But is this really an answer to assisting schools in meeting the needs of disadvantaged students?

My first reason for concern is that the children in the most disadvantaged schools need the best trained teachers with the most experience and not graduates from non-teaching discipline with only 6 or so weeks of training behind them.

The level of training is a common criticism of TFA.

Katrina Morrison and Laura Tiernan wrote an article in September 2009 has quote Laczko-Kerr and Berliner (both are vocal critics of Teach for America and authors of many papers on TFA) who argue that Teach For America teachers produced 20 percent less academic growth a year than graduate teachers with full certification as well as lack the training in class room management and adequate understanding of fundamentals of teaching.

Morrison and Tiernan later cite ‘Jonathan Schorr (1993), a former TFA teacher, describes the inadequate training and preparation that he and other TFA teachers received prior to being placed into schools. He notes, ‘just eight-weeks training is not enough for teachers’. Schorr admits, ‘I was not a successful teacher, and the loss to the students was real and large’

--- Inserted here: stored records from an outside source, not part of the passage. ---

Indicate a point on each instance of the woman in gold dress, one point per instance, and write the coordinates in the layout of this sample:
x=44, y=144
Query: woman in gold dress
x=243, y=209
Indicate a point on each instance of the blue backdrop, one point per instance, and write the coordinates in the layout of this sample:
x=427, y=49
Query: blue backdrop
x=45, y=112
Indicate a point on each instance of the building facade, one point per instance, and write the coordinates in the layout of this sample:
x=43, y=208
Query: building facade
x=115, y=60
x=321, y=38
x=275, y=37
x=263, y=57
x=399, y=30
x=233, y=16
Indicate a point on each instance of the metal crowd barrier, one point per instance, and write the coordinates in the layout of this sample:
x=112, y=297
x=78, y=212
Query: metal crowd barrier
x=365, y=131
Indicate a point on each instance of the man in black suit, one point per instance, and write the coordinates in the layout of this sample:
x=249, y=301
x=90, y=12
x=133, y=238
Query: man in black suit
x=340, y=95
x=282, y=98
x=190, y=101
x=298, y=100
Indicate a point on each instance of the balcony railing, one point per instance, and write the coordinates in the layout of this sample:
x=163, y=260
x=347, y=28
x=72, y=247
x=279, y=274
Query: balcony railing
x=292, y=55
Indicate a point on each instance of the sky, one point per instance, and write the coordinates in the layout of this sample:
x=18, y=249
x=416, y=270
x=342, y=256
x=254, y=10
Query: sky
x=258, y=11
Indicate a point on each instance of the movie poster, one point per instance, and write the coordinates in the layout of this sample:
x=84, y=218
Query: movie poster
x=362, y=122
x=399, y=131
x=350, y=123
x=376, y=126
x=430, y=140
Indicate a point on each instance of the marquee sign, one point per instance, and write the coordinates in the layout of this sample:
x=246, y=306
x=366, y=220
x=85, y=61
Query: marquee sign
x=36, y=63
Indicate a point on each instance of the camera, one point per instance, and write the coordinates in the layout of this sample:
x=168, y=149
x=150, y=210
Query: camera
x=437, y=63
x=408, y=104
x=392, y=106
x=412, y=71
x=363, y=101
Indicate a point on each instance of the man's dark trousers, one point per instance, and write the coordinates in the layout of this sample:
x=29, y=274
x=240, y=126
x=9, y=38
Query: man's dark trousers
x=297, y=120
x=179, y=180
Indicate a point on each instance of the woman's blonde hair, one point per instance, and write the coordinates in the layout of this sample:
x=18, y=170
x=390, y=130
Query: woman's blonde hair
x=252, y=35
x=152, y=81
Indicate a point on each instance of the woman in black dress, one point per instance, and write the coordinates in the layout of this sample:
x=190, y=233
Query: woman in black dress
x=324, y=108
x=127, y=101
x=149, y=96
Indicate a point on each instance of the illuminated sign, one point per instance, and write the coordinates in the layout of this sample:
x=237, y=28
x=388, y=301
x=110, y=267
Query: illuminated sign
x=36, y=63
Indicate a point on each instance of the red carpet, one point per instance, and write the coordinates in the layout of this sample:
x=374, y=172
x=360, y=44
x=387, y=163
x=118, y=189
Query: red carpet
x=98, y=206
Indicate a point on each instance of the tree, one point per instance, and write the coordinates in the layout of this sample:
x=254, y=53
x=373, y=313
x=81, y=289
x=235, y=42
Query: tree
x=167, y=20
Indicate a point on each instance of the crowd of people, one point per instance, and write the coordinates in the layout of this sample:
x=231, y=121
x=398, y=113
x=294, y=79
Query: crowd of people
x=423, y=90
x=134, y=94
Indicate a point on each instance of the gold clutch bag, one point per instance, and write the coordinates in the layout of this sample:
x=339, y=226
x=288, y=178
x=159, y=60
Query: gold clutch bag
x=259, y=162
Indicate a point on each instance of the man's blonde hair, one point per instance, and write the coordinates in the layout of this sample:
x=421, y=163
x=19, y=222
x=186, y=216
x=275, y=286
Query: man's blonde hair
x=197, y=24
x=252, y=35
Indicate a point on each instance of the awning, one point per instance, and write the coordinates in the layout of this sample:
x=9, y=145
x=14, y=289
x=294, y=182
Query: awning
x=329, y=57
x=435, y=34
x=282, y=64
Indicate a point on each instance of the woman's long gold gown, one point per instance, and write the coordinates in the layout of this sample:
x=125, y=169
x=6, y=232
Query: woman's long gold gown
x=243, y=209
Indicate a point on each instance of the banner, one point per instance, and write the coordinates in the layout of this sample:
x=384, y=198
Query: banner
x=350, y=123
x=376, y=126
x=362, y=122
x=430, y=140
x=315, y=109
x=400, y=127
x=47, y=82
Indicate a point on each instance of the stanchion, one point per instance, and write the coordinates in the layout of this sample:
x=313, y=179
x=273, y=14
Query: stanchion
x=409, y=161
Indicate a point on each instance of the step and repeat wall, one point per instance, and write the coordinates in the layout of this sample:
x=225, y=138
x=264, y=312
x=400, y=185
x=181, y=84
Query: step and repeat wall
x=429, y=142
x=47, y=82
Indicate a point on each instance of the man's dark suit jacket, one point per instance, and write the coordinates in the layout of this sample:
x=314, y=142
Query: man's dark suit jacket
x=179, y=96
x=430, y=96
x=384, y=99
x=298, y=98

Courtney Trenwith argues in a Brisbane Times article in February 2010 that ‘Queensland parents and teachers this morning labelled as "inadequate" a new national initiative that would have teachers leading classrooms after only six weeks of training’

As Kristi Eaton argues, in her on article on Teach for America dropouts, ‘though some TFA corps members ultimately succeed and find the experience valuable, some corps members are unprepared and ill-trained for the challenges they face as a teacher’.

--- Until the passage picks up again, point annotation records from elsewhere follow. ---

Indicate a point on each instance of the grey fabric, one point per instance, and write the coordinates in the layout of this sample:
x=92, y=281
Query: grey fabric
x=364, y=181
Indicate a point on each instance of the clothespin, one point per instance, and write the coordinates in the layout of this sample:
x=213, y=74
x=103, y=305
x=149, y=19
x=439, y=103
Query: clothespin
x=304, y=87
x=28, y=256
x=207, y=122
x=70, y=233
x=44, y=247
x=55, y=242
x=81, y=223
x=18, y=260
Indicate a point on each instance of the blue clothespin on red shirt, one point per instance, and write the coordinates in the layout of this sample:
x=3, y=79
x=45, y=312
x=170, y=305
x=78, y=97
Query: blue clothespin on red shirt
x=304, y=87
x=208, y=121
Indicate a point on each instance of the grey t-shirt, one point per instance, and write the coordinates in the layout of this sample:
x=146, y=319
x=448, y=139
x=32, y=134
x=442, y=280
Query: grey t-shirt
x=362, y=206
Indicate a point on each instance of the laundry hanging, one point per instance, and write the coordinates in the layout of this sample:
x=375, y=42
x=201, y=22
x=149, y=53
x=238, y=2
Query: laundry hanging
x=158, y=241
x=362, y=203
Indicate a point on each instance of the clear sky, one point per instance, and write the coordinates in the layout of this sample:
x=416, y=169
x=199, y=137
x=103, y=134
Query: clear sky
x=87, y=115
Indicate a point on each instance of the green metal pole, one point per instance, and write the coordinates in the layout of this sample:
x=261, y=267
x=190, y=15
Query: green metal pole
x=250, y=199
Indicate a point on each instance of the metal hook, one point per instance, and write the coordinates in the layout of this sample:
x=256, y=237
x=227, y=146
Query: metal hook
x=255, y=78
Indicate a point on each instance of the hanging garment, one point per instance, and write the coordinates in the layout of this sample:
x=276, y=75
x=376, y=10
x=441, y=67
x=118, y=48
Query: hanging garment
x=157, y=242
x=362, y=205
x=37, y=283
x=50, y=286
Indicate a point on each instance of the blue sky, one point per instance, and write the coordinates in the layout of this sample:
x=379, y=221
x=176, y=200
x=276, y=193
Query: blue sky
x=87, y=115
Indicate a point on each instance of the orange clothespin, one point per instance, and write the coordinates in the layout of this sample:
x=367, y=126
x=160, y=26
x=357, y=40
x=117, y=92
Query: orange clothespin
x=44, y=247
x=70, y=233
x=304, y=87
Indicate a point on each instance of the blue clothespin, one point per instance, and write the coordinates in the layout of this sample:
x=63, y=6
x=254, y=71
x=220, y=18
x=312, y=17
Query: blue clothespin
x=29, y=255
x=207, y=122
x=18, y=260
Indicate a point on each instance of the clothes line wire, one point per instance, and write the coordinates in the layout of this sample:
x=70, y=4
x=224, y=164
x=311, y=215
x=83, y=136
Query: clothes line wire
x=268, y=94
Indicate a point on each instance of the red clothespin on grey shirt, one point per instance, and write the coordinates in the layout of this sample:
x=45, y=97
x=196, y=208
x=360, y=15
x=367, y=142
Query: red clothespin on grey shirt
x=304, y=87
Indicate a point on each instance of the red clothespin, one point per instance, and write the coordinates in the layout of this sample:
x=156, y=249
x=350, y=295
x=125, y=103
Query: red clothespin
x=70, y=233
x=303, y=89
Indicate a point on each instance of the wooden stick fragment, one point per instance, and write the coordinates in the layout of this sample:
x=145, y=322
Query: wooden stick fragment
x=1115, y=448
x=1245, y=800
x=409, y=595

Secondly, why is it that when you mention “best and the brightest” that people suddenly start becoming interested in something?

For many years now, the number of people applying for mainstream teaching programmes has gone down but it is strange that when a teacher training programme markets itself as attracting the best and the brightest that they receive many hundreds of applications.

Thirdly, the TFA website states that the programme allows participants to discover their strengths and in what way they can contribute. TFA also offer extensive opportunities to move across to industries other than education.

With 40-50% of Alumni going on to work in the public and corporate sectors, in particular law, commerce, engineering and public policy, TFA sound like a professional gap year programme rather than a strategy to increase the number of teachers working in disadvantage schools.

Would you be happy with this figure if you were funding a programme that aimed to improve the educational outcomes of disadvantaged schools and 40-50% of graduates went on to work in other sectors?

We can only wait and see what the benefits of this programme will be. I hope that participants are planning to become teachers for the long term rather than seeing Teach for Australia as a gap year opportunity and a foundation on which to build a corporate career.

After all we wouldn’t want to see TFA teachers being remembered for all the wrong reasons. The world has enough teachers who don’t have the tools to be good at what they have chosen to do. Quality teaching in a disadvantaged school can change the lives of the children that go there and it is a wasted opportunity if teachers who are there are under-prepared and under-trained, however bright and enthusiastic.